I asked my wife how much her shampoo costs, like a child seeking reassurance after getting a swirly at school, and I was not entirely surprised to hear that each bottle of her shampoo costs around $15. This did not sound incredibly outrageous until I realized that she uses conditioner, body wash, face wash and shampoo, and has a lot more hair on her head to clean than I do.
I became worried that perhaps I am the only person who just uses shampoo and body wash (or sometimes just shampoo if I put too much on, or am out of body wash.)

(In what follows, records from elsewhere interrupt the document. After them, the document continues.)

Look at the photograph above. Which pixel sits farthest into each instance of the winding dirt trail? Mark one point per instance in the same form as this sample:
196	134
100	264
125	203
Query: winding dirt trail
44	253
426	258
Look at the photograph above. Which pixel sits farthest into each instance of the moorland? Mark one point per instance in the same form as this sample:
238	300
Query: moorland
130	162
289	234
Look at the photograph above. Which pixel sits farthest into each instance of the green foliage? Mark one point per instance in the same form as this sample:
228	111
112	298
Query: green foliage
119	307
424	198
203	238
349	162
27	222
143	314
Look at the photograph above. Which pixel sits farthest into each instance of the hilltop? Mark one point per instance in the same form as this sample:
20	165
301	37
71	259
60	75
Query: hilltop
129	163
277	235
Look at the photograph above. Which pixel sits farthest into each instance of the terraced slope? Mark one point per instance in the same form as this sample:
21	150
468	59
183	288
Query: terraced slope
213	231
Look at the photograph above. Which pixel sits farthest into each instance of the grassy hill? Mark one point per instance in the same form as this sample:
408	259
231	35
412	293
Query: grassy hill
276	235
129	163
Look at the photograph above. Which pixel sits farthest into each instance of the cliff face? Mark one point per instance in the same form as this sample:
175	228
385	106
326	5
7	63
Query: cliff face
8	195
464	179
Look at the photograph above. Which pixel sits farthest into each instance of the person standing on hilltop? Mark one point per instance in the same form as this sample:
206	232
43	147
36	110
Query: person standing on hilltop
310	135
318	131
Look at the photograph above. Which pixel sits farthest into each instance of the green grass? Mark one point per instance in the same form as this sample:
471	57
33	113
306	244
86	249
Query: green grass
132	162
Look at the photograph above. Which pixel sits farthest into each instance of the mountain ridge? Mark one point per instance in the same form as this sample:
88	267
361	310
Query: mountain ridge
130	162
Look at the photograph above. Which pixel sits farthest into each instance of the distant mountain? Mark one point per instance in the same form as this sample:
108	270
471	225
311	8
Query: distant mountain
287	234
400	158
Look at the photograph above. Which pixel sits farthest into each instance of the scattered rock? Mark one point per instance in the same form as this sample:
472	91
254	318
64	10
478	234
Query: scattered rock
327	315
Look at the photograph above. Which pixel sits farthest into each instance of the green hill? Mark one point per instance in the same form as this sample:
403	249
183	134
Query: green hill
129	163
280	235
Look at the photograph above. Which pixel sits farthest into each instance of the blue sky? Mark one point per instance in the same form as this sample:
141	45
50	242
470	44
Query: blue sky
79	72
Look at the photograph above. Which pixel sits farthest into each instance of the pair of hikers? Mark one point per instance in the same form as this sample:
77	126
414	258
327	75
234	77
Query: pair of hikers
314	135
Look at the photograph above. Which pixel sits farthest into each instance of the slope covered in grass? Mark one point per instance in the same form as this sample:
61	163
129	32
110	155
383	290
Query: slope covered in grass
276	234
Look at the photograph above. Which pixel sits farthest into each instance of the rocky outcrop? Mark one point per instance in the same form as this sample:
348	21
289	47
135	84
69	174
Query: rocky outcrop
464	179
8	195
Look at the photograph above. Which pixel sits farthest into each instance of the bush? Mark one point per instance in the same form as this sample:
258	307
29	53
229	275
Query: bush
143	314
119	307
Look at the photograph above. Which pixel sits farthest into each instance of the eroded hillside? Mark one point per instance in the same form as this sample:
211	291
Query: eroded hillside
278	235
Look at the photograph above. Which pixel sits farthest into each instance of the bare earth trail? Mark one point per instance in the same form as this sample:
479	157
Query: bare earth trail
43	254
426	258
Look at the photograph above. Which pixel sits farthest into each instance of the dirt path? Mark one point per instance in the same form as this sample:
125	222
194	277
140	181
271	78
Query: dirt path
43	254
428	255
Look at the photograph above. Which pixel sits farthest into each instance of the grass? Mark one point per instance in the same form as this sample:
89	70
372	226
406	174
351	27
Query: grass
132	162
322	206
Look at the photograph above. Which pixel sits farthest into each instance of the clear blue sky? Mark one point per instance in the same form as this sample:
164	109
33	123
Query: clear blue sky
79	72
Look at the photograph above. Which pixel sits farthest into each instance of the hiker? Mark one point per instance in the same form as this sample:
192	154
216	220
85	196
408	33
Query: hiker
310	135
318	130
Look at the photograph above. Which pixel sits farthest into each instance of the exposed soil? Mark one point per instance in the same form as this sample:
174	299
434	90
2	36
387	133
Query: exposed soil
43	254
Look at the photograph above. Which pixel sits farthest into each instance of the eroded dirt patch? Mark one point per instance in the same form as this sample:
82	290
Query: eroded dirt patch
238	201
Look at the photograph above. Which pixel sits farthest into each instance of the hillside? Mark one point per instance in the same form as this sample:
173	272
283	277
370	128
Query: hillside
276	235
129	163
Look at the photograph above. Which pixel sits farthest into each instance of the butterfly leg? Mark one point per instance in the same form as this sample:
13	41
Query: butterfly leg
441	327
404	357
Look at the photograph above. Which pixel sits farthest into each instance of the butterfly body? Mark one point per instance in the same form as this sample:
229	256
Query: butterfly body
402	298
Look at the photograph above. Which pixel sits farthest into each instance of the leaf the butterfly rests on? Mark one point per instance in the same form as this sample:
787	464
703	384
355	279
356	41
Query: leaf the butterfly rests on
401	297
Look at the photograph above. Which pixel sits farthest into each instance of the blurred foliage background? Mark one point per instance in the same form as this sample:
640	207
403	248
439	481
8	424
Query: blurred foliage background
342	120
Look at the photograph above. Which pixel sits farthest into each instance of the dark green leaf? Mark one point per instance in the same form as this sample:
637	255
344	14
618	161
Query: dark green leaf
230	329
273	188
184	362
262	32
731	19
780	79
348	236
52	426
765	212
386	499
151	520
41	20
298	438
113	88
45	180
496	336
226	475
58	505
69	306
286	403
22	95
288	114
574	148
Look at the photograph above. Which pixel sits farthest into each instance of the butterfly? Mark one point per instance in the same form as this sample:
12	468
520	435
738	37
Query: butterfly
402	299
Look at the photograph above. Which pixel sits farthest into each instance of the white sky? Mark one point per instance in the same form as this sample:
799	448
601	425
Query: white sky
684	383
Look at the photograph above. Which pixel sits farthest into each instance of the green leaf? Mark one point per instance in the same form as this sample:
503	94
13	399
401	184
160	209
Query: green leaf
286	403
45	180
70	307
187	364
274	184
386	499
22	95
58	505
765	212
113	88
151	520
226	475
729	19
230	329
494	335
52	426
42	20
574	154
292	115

With some gentle coaxing, my wife revealed that her last bill for hair care products was $60 (and defended herself by saying she bought the large bottles of shampoo because it was a better deal.) I happen to think $1.00 per bottle is a better deal, but I have never been great at math or economics.
I played with the numbers and found that for $60, I could buy 11 gallons of my shampoo; enough to wash all the orphans of the world. The big question remained: Is her shampoo worth the extra money?
Poo-Pooing the Shampoo Sham
To find out if expensive shampoo is indeed a scam, I secretly started using my wife’s shampoo. Aside from smelling like my wife all day, I did not notice any difference over the span of a couple of weeks.
Although it claimed to offer more shine, volume, and bounce (words that I had never thought to use to describe my hair,) I definitely never witnessed my hair shining or bouncing.
I began to wonder if women look at each other’s hair to see if it bounces. And if that is the case, why don’t more women use pogo sticks or moon boots to get around?
In all honesty, I was using my wife’s shampoo because I was out of my shampoo and kept forgetting to pick some up from Target (because shampoo is not something I think about on a regular basis, and I only go to Target to get shampoo, cat litter, and christmas lights.)
In other words, I had filled my empty shampoo bottle with water and shook it to create a lather with the last bit of shampoo left on the sides of the bottle enough times so that it was not sufficient to clean my hair anymore.
Instead of continuing to waste my wife’s expensive shampoo on my thinning, unkempt hair, I had a Good Idea to save money on shampoo, while concurrently getting the important benefits of the $60 shiny,voluminous, bouncy shampoo.
I created a simple device to dispense a very small amount of shampoo into a separate bottle, so that when filled with water and shaken, a lather is created to wash the hair. Like all soaps, the benefit of shampoo is in the lather/bubbles, and using this device allows a bottle of shampoo to last 100 times as long while achieving the same goal!
I gave my Good Idea a ritzy name, ‘Puu’, and I decorated it so that it looks like it is expensive and could be sold at an expensive hair salon (even though it is made out of half a Gatorade bottle and an empty Pringle’s container.) Here are the easy instructions for use:
For any naysayers, I have prepared a quick quiz to prove the efficacy of my Good Idea. Below are two pictures of my lathered hair, one taken after applying a large amount of shampoo, and another taken after using the Puu device and a miniscule amount of shampoo. (Also keep in mind that I used only 1/4 of the Puu bottle to achieve these results.)
The reality is that I made as much lather with a small fraction of the same shampoo. I guess this might be possible by just rubbing my head more, but the bottle is pretty.
In the end, I am happy with my results, as I successfully cut my future shampoo costs from $12/year to $3/year. Now I just have to convince my wife that she should let her hair smell like Puu, that is, the smell of clean, cost-effective hygiene.
Then maybe we can pay off our second mortgage (which I like to call our shampoo mortgage.) Then we can take the extra money and buy a trampoline, which is the only fail-safe way to make one’s hair bounce.